CGD, BCP, BPI, Santander Totta and Montepio revealed the results of their solidity test. All of them passed ECB's exam. Novo Banco was left out of the assessment for being a transition bank.
The European Central Bank (ECB) assessed banks from all over Europe. The Portuguese banks — excluding Novo Banco, because it is a transition financial institution — were also evaluated, and they did not fail the test. CGD, BCP, BPI, Santander Totta and, finally, Montepio all showed a higher solidity than the minimum percentage requested, although some performed better than others. And in spite of the fact that they are not forced to disclose the results, banks chose to publicly do so, seeking to conquest investors and savers’ trust.
BPI was the first to reveal the results of the Supervisory Review and Evaluation Process (SREP), in December. Yet, in spite of the fact that it did pass the test, it did not get the best grade — assessing by the differential between the phased Common Equity Tier 1 ratio (CET1) and the minimum amount demanded by the institution headed by Mario Draghi. So who was the top student? BCP. The entity headed by Nuno Amado has a CET1 of 13.2%, in comparison to a minimum of 8.8125%. The same is to say that it fell 4.39% above the minimum requirement.
CGD, on the other hand, surpassed ECB’s demands by a “significant” margin, stated the bank headed by Paulo Macedo when he presented the results of this assessment. And it is confirmed. The financial institution had a 13% ratio, more than four percentage points above what is asked by the regulator.

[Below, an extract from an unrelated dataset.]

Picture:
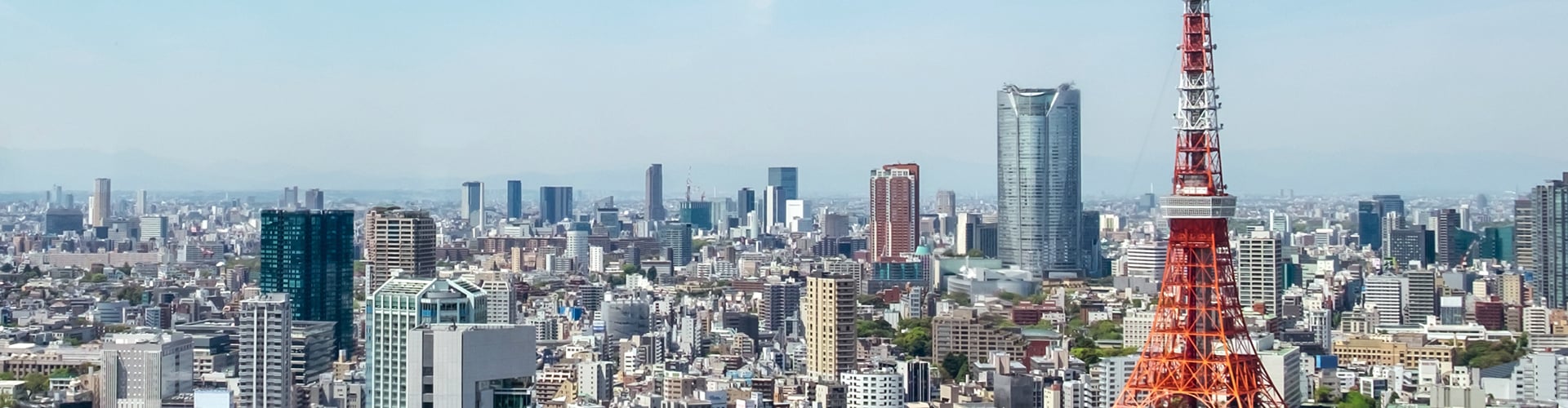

BPI, the first bank to present SREP, might not have had a differential as high as CGD or BCP, but it has equally comfortable levels. “Considering the ratios seen on September 30, 2017, BPI complies with the minimum ratios requested concerning CET1, Tier 1 and the total ratio”, the entity disclosed, which presents a 12.5% CET1, phased, and a total ratio of 13.9%. The minimum demanded by ECB was 8.75% and 12.25%, respectively.
Santander, who owns Santander Totta, was also able to pass the test, although the differential in comparison to the minimum requested by ECB was smaller than what was presented by Montepio, the last to disclose the results of the test to investors.
While Santander had a CET1 phased ratio of 12.18% and a 3.52 percentage points’ margin in comparison to the 8.655% demanded by Mario Draghi, Montepio, the bank still held by Félix Morgado, assured a 3.6 percentage points’ differential. The bank, now fully held by Associação Mutualista, had a 13% phased CET1 (only surpassed by BCP), above the minimum limit of 9.4%, the highest of all Portuguese banks that went under exam.
Novo Banco was not tested because the bank headed by António Ramalho was still a transition bank when the exam was taken, so he was dismissed. Even so, ECB demands that the institution has, throughout next year, a CET1 phased ratio of 10.5% and a total ratio of 14%, ECO knows.